Front. Public Health, 26 January 2023
Sec. Children and Health
This article is part of the Research Topic Refractive Errors: Public Health Challenges and Interventions View all 29 articles

Effect of atropine 0.01% on myopia control in children aged 6–13 years during the 2022 lockdown in Shanghai

\nManrong Yu,,,&#x;Manrong Yu1,2,3,4Lingli Jiang&#x;Lingli Jiang5Minjie Chen,,,
Minjie Chen1,2,3,4*
  • 1Department of Ophthalmology, Eye and Ear, Nose, and Throat Hospital of Fudan University, Shanghai, China
  • 2Key Laboratory of Visual Impairment and Restoration of Shanghai, Fudan University, Shanghai, China
  • 3NHC Key Laboratory of Myopia, Fudan University, Shanghai, China
  • 4Key Laboratory of Myopia, Chinese Academy of Medical Science, Shanghai, China
  • 5Department of Ophthalmology, The Affiliated Wenling Hospital of Wenzhou Medical University, Wenling, China

Purpose: To compare the myopic progression in children treated with 0. 01% atropine and those who discontinued atropine during the 2022-home quarantine in Shanghai.

Methods: In this retrospective study, children aged 6–13 years with follow-up visits before (between January 2022 and February 2022) and after the lockdown (between July 2022 and August 2022) were included. Cycloplegic refraction and axial length (AL) were measured at both visits. The atropine group had continuous medication during the lockdown while the control group discontinued. The 0.01% atropine eyedrops were administered daily before bedtime. The types of spectacle lens were recorded: single vision (SV) spectacles or defocus incorporated multiple segments lenses (DIMS).

Results: In total, 41 children (81 eyes) in the atropine group and 32 children (64 eyes) in the control group were enrolled.
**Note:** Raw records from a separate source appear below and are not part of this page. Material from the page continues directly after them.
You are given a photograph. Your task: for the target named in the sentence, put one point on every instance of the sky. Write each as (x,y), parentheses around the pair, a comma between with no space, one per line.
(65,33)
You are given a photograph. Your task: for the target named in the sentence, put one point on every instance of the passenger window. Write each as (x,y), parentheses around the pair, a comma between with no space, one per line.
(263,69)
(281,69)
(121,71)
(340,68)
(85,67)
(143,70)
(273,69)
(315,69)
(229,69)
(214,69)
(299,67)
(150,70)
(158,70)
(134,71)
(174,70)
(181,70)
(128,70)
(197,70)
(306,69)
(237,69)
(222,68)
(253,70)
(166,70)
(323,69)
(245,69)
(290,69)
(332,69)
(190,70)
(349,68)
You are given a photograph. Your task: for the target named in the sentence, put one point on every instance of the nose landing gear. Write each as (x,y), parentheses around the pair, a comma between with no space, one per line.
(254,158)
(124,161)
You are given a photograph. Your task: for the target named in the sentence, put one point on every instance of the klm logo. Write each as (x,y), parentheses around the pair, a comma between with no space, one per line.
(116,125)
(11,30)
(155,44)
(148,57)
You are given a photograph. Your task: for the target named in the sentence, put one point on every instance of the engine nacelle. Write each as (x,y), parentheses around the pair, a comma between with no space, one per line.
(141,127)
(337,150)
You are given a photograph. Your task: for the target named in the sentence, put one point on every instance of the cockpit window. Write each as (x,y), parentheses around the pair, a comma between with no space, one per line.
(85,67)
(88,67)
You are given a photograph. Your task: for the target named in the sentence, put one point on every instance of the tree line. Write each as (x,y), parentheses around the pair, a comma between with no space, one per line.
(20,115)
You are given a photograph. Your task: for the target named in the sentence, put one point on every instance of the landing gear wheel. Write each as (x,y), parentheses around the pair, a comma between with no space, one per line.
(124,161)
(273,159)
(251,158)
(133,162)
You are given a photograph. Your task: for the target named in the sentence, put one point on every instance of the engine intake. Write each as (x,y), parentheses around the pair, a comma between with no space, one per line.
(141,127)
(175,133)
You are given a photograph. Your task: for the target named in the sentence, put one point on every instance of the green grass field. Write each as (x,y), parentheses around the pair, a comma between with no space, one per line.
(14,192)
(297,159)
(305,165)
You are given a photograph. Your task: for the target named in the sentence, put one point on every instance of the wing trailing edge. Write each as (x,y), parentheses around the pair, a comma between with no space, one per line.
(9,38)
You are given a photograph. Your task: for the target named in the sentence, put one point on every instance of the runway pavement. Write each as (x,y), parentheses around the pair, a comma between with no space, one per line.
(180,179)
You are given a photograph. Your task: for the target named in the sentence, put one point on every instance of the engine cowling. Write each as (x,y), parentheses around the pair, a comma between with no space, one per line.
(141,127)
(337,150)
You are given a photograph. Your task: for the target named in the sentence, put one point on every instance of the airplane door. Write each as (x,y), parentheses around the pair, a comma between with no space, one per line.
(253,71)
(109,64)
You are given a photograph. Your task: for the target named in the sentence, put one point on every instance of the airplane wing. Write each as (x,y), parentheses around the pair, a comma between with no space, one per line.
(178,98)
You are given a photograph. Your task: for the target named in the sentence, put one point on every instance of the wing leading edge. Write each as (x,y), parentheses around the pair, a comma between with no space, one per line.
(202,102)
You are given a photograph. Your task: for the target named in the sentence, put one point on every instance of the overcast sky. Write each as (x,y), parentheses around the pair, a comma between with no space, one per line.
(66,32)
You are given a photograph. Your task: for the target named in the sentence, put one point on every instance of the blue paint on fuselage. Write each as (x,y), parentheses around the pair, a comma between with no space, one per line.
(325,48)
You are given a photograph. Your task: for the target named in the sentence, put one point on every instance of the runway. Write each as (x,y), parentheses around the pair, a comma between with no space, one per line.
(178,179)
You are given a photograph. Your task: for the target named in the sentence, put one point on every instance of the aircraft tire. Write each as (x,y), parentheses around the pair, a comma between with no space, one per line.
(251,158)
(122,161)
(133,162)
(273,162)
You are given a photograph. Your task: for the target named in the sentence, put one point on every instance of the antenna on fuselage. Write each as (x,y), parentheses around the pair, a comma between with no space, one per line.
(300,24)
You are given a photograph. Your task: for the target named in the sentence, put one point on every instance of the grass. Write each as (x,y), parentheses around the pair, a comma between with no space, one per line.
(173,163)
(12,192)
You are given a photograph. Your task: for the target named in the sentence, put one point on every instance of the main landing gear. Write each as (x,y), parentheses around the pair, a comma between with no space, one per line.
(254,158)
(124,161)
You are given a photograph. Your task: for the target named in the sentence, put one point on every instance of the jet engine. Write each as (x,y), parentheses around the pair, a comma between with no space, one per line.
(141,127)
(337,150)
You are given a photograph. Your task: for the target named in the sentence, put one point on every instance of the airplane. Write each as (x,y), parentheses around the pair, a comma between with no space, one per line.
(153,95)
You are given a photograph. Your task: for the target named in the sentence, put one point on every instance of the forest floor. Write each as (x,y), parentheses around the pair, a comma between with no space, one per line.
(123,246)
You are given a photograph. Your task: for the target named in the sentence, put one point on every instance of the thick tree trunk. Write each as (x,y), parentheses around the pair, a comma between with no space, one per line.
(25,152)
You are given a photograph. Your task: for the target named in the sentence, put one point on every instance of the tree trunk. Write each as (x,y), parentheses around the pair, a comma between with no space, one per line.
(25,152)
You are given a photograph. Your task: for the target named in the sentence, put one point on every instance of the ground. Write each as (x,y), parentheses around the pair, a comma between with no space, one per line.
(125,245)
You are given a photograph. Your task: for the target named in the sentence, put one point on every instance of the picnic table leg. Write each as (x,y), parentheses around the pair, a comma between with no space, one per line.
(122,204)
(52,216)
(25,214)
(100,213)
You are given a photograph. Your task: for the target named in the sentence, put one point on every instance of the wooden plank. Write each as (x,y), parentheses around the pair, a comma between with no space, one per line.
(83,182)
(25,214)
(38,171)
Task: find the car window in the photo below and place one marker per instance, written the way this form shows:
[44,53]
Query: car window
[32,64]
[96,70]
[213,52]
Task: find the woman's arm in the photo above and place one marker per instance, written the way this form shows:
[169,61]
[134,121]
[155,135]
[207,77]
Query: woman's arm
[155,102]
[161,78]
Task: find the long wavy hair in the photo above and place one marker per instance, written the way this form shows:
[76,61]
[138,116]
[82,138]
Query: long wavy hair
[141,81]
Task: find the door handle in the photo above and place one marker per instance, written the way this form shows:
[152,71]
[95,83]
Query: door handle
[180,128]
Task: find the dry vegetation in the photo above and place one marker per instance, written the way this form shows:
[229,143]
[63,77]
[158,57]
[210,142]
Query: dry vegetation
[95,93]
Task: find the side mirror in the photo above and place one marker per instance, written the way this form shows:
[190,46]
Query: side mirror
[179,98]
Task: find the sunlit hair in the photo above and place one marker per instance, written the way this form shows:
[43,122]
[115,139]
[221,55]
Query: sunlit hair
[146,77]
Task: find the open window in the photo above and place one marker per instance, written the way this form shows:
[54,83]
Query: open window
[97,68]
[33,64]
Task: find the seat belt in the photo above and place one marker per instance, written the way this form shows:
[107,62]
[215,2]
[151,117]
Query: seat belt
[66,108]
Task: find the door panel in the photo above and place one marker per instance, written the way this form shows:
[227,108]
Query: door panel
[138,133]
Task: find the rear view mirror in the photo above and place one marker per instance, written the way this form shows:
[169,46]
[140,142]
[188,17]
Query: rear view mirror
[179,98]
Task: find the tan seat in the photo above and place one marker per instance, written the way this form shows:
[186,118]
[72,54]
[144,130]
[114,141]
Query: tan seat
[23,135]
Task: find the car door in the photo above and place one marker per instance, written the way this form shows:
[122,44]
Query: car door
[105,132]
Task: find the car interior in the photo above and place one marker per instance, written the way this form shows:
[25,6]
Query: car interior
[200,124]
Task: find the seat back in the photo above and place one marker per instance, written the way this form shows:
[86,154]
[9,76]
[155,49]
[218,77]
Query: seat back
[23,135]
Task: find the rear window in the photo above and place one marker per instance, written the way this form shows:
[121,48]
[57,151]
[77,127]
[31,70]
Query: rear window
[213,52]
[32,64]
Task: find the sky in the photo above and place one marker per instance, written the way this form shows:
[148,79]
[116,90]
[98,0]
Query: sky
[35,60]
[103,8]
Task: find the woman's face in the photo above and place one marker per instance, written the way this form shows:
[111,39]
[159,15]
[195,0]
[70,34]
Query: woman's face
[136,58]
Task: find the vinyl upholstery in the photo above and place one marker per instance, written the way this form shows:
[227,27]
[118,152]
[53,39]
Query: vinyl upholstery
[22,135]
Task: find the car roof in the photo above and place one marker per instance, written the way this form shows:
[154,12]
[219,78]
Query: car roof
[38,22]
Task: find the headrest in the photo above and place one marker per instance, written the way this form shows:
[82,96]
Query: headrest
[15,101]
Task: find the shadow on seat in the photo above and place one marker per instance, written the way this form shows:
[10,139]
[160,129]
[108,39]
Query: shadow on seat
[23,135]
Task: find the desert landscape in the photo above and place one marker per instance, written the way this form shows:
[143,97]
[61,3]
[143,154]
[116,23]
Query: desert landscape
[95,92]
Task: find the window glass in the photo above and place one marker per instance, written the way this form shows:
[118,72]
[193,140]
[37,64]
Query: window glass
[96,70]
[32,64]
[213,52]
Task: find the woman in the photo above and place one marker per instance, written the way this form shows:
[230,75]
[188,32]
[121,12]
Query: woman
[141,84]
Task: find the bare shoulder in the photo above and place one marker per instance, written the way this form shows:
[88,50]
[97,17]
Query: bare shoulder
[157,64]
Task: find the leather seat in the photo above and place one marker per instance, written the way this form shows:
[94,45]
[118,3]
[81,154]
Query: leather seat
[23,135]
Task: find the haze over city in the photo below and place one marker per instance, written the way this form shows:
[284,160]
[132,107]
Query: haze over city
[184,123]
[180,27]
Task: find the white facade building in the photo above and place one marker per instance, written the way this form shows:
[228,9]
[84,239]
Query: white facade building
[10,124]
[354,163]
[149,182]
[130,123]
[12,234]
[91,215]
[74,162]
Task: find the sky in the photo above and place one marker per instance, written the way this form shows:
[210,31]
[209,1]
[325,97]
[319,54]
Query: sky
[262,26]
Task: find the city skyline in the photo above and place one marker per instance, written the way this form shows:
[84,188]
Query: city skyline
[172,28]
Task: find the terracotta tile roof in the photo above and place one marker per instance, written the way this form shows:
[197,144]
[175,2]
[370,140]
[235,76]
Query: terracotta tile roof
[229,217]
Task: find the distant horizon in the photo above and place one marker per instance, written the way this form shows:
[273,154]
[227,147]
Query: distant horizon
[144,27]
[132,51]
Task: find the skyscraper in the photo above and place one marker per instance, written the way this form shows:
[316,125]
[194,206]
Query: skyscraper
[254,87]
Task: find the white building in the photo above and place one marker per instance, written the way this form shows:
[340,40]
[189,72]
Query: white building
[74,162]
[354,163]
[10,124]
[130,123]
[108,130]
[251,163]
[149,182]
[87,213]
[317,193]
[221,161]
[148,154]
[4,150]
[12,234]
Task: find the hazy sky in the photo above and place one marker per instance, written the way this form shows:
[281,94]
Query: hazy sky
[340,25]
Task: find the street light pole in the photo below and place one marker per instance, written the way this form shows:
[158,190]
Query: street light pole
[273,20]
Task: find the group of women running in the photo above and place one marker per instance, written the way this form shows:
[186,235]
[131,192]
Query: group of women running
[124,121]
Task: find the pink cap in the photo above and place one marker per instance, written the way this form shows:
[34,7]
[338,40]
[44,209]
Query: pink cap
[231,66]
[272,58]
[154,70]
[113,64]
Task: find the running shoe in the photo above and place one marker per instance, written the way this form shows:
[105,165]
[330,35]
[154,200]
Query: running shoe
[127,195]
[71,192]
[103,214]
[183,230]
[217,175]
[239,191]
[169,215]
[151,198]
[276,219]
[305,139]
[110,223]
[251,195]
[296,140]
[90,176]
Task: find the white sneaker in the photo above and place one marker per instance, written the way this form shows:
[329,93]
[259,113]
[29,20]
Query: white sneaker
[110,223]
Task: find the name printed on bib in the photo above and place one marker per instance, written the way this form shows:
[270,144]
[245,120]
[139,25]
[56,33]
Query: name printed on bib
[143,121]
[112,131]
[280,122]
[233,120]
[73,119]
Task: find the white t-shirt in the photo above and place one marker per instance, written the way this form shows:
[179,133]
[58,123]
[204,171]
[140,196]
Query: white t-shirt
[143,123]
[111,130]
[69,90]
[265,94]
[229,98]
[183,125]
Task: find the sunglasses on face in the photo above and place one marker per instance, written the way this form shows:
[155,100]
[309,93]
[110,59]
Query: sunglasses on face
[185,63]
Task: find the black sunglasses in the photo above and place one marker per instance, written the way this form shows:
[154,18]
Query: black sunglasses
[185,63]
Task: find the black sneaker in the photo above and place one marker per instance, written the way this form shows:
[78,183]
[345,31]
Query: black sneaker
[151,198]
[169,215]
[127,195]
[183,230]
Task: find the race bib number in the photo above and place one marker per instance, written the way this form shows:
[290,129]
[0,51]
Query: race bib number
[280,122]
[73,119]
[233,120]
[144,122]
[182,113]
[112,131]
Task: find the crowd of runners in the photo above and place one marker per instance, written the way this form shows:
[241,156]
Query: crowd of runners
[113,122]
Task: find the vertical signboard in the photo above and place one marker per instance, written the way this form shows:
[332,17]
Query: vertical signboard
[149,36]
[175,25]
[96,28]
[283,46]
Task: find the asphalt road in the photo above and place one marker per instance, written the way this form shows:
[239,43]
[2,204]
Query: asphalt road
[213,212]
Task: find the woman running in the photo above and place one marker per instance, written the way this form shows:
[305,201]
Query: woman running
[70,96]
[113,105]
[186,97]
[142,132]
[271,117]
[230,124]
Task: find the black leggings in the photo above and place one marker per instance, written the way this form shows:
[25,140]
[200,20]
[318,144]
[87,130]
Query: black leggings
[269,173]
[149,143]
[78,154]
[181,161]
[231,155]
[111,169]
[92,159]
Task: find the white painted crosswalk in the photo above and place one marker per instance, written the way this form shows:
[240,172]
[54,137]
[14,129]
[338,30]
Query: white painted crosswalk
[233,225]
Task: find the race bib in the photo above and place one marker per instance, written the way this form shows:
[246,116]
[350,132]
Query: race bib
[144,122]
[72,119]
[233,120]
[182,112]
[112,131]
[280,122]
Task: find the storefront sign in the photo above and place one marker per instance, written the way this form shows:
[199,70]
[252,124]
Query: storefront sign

No significant difference was found in the demographic characteristics, spherical diopter, spherical equivalent (SE), AL, and follow-up time between the two groups before the lockdown in 2022 (all p > 0.1). After the home confinement, a greater myopia progression was observed in the control group (−0.46 ± 0.42 D) compared to atropine group (−0.26 ± 0.37 D; p = 0.0023). Axial elongation was also longer in the control group than that in children sustained with atropine (0.21 ± 0.17 vs. 0.13 ± 0.15 mm, p = 0.0035). Moreover, there was no significant change of spherical diopter and SE during lockdown in the atropine + DIMS combined subgroup (0.03 ± 0.033 D for spherical diopter, p = 0.7261 and 0.08 ± 0.27 D for SE, p = 0.2042, respectively). However, significant myopic shift was observed in the atropine + SV subgroup during the quarantine time (−0.31 ± 0.39 D for SE and 0.15 ± 0.16 mm for AL, both p < 0.001).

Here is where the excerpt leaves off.